Tribune
La relation de soumission imposée par certains annonceurs est un problème qui dure depuis bien trop longtemps. Un jour, le ras-le-bol deviendra incontrôlable.

Le retour de prises de parole de la part de patrons d'agences se plaignant de la relation de soumission imposée par certains annonceurs n'est en fait que le énième rebond d'une frustration ancienne. Cela fait plus de 20 ans que toute la profession partage le même constat en mordant sa chique face aux excès de certains annonceurs qui ignorent cyniquement les efforts, le respect, l'éthique et les bonnes pratiques promues par les associations professionnelles comme l'Union des marques, le Club des annonceurs...

Les Etats généraux de la communication, drivés d'une main de maîtresse en fer dans un gant de velours par Mercedes Erra, est sans doute la dernière chance de renouer une relation vertueuse entre les protagonistes en présence : les annonceurs (dont le retail est sans doute le plus désinhibé dans ses rapports avec ses «fournisseurs»), les médias et les agences. Or, il subsiste une forte probabilité qu'une fois encore, pour que tout change, rien ne change.

Sauf que l'époque a changé. Les agences (et les médias) jouent leur survie, les actionnaires, leur patrimoine, et les salariés, leurs emplois. Peu ont vraiment compris qu'après la saga des Gilets Jaunes, #balancetonagency et autres révoltes, la prochaine étape risque d'être beaucoup plus brutale - voire incontrôlable ? - de la part d'une profession acculée dos au gouffre. Qui pourra alors empêcher des professionnels aguerris ou jeunes, frustrés, d'utiliser les armes de leurs métiers pour créer un électrochoc au sein du marché en prenant l'opinion publique et les pouvoirs publics à témoin ?

Un lent suicide collectif

Quitte à être étouffés et privés de toute reconnaissance, personne aujourd'hui ne peut nier le risque de voir des médias et des agences faire grève pour se libérer d'un lien qu'ils vivent de plus en plus comme étant parfois de nature quasiment esclavagiste, se traduisant par burn-out, du harcèlement, des dépôts de bilan et du chômage.
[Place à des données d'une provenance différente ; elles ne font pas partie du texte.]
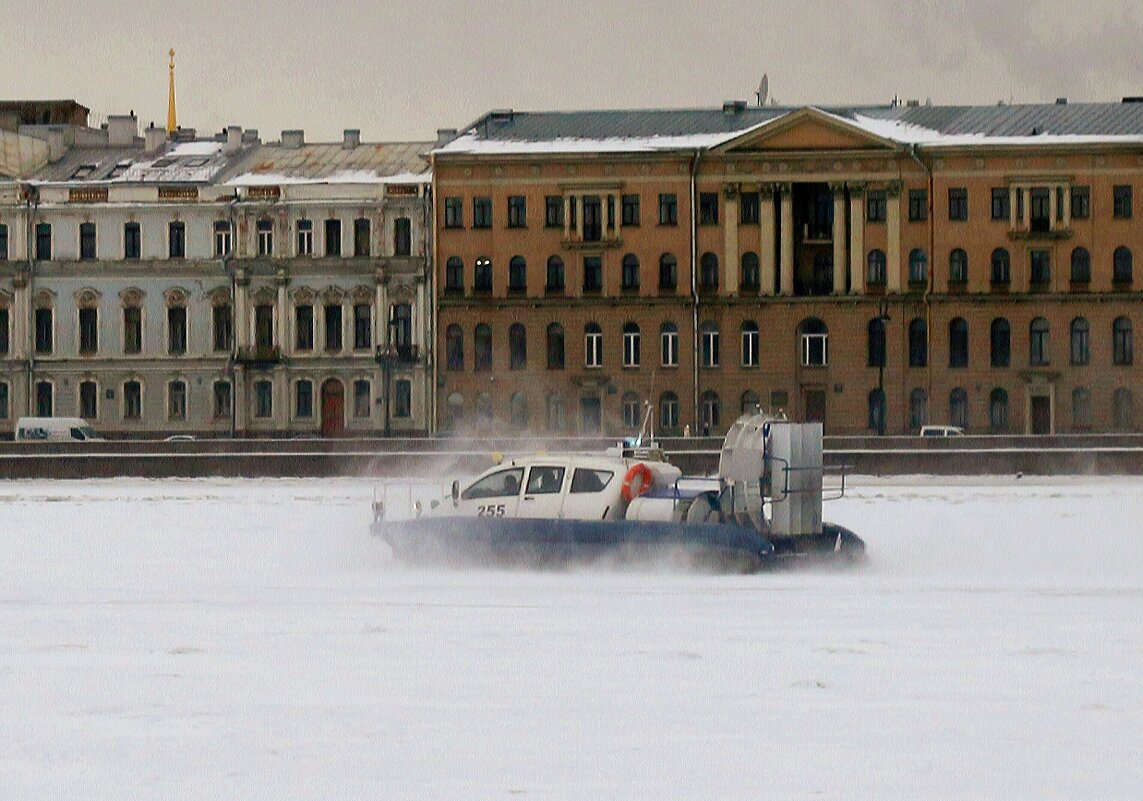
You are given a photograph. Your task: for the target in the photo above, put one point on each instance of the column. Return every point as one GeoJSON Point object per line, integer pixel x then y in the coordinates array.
{"type": "Point", "coordinates": [857, 240]}
{"type": "Point", "coordinates": [766, 238]}
{"type": "Point", "coordinates": [786, 263]}
{"type": "Point", "coordinates": [893, 231]}
{"type": "Point", "coordinates": [839, 238]}
{"type": "Point", "coordinates": [730, 240]}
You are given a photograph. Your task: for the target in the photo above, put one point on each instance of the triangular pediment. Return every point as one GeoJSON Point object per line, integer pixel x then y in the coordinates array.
{"type": "Point", "coordinates": [808, 129]}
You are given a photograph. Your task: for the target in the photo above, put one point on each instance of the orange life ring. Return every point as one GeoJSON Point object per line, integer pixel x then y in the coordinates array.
{"type": "Point", "coordinates": [637, 481]}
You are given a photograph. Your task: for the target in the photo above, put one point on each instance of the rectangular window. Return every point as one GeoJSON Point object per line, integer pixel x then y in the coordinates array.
{"type": "Point", "coordinates": [454, 213]}
{"type": "Point", "coordinates": [481, 213]}
{"type": "Point", "coordinates": [958, 203]}
{"type": "Point", "coordinates": [517, 211]}
{"type": "Point", "coordinates": [918, 206]}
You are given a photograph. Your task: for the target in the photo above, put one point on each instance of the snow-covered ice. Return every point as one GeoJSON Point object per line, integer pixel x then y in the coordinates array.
{"type": "Point", "coordinates": [221, 639]}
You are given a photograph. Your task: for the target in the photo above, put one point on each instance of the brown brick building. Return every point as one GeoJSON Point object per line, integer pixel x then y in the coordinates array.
{"type": "Point", "coordinates": [873, 267]}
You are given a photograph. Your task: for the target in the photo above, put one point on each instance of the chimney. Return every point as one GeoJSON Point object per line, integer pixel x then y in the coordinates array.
{"type": "Point", "coordinates": [122, 129]}
{"type": "Point", "coordinates": [293, 138]}
{"type": "Point", "coordinates": [153, 138]}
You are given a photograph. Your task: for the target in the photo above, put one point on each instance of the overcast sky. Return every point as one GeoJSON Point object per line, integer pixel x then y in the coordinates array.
{"type": "Point", "coordinates": [401, 69]}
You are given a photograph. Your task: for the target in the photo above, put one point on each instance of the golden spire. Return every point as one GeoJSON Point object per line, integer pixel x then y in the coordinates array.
{"type": "Point", "coordinates": [172, 122]}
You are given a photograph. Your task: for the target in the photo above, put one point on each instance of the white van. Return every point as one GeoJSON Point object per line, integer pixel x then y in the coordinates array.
{"type": "Point", "coordinates": [54, 430]}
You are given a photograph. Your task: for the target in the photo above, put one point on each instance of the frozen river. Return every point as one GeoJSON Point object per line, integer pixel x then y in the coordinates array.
{"type": "Point", "coordinates": [249, 640]}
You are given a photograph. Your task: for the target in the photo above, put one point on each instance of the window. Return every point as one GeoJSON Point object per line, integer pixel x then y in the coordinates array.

Et il y en aura bien qui auront alors l'idée d'organiser des dénonciations publiques sur les réseaux sociaux et les médias, des manifestations dans la rue devant des sièges sociaux d'entreprises, et des opérations de boycott à l'égard des annonceurs et distributeurs les plus suspects de méconduite.

Pour l'instant, tout se passe à fleurets mouchetés, tous croyant encore au modèle pacifique d'une ONU de la communication. Mais quand la langue de bois et les promesses non tenues auront révélé que le «roi est nu», alors, on risque de se retrouver face à une vague de contestations d'une nature et d'une ampleur inconnues jusqu'ici. Beaucoup vont sourire, voire ricaner, en lisant ces mots ; mais souvenons nous de Mai 68 et des Gilets Jaunes : personne ne les avait vu venir parce que personne ne voulait écouter. Les cadres moyens, les cadres supérieurs et les entrepreneurs de cette profession finiront bien par refuser un lent suicide collectif.